5. One final thing which seriously hacks me off about being the oldest is how I have lost my right to freedom of speech. Amy and Conor’s ears must be shielded from any derogatory words about anything. For example, I was forced by my parents, against my will, to sing joyously of the utter brilliance of the secondary school Conor would be joining me at. “Yes, Conor. You will love PE; the PE teachers are simply delightful,” I blatantly lied. “And science lessons are great, so many mind-blowing wondrous experiments.” Yeah right?! The best experiment I ever did in science was experimenting how patient I could be with Miss Abdulmalik, who was apparently qualified to teach chemistry…

It is more than crystal clear that the lives of older siblings are the toughest in the family. But wait till you hear the worst part: there is no reward. Being the oldest child will mean I’ll need to start dying my hair earliest to hide the grey strands. I will have to invest in botox first. And if I choose to grow old naturally, I will just have to bear the grey hair and wrinkles alone… I will grow too old to join my little siblings when they go out partying. I’ll enjoy lonely nights in front of Take Me Out whilst they dance late into the night at the bar down the road.

It’s a sad life. *cries*

Mother Duck and Me

Thinking back to the days of when we were forced to stand huddled, shielding ourselves from the perilously icy winds which avidly tried to gain entry into our waddle; when we endured malicious scowls and verbal caning for not having the buttoning on our shirts quite correct; when the boys experienced harsh criticism for ties which were 2cm too short… brrrr, it makes me shiver.

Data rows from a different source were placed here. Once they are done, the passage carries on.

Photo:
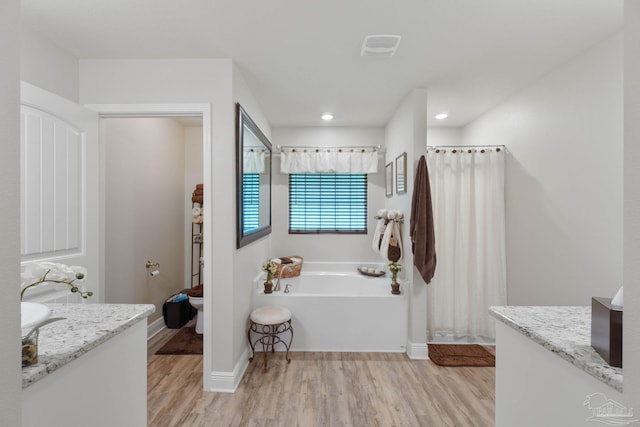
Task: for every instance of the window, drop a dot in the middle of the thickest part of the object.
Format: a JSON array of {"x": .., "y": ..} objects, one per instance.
[
  {"x": 327, "y": 203},
  {"x": 250, "y": 202}
]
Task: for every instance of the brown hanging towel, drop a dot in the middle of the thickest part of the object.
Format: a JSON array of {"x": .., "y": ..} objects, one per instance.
[{"x": 423, "y": 242}]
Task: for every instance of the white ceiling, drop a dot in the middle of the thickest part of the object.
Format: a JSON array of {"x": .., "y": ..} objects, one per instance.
[{"x": 302, "y": 58}]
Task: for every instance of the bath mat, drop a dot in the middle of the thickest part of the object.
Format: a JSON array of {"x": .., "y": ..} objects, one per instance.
[
  {"x": 460, "y": 355},
  {"x": 186, "y": 341}
]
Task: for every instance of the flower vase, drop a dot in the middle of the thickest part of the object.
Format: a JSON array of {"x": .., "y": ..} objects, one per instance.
[
  {"x": 395, "y": 287},
  {"x": 268, "y": 287},
  {"x": 30, "y": 350}
]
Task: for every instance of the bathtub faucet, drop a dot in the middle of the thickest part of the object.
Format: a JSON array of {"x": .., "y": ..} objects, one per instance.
[{"x": 277, "y": 287}]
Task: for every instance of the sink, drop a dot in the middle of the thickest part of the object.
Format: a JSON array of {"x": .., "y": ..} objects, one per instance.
[{"x": 33, "y": 313}]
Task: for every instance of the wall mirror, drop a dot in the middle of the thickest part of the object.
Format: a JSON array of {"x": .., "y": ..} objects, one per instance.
[{"x": 253, "y": 180}]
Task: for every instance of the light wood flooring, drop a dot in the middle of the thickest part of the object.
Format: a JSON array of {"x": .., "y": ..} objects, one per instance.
[{"x": 321, "y": 389}]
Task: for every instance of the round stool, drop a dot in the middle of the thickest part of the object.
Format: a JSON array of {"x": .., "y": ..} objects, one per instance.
[{"x": 268, "y": 323}]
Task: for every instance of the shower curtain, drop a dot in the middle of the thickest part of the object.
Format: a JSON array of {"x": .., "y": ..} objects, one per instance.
[{"x": 467, "y": 186}]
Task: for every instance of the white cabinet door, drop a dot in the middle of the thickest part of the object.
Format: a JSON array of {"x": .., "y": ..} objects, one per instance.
[{"x": 59, "y": 183}]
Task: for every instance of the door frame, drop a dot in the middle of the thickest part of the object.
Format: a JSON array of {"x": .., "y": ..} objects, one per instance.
[{"x": 164, "y": 110}]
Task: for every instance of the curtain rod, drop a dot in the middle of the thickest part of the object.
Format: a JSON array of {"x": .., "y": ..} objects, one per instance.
[
  {"x": 430, "y": 147},
  {"x": 465, "y": 147},
  {"x": 377, "y": 148}
]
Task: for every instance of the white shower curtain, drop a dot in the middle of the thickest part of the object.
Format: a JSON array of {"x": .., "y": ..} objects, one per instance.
[{"x": 467, "y": 187}]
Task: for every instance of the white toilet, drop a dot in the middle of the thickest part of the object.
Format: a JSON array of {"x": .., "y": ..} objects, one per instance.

It was a painful, condescending, arduous journey, but myself along with hundreds of thousands of 16 year olds around the country have finally reached the end of KS3 and 4. Most of the restraining shackles have been removed, albeit some which remain (I’ll develop that point later). On the final day of year 11, we were disciplined by uniform and packed into classes of 30 students and a teacher who relishes on giving out detentions. And after a three month break, an epic transformation seems to occurred. Our home clothes can now seek sunlight; our phones are liberated after 5 years struggling to breathe at the bottom of our school bags; and teachers seem more humane than ever before. It’s weird.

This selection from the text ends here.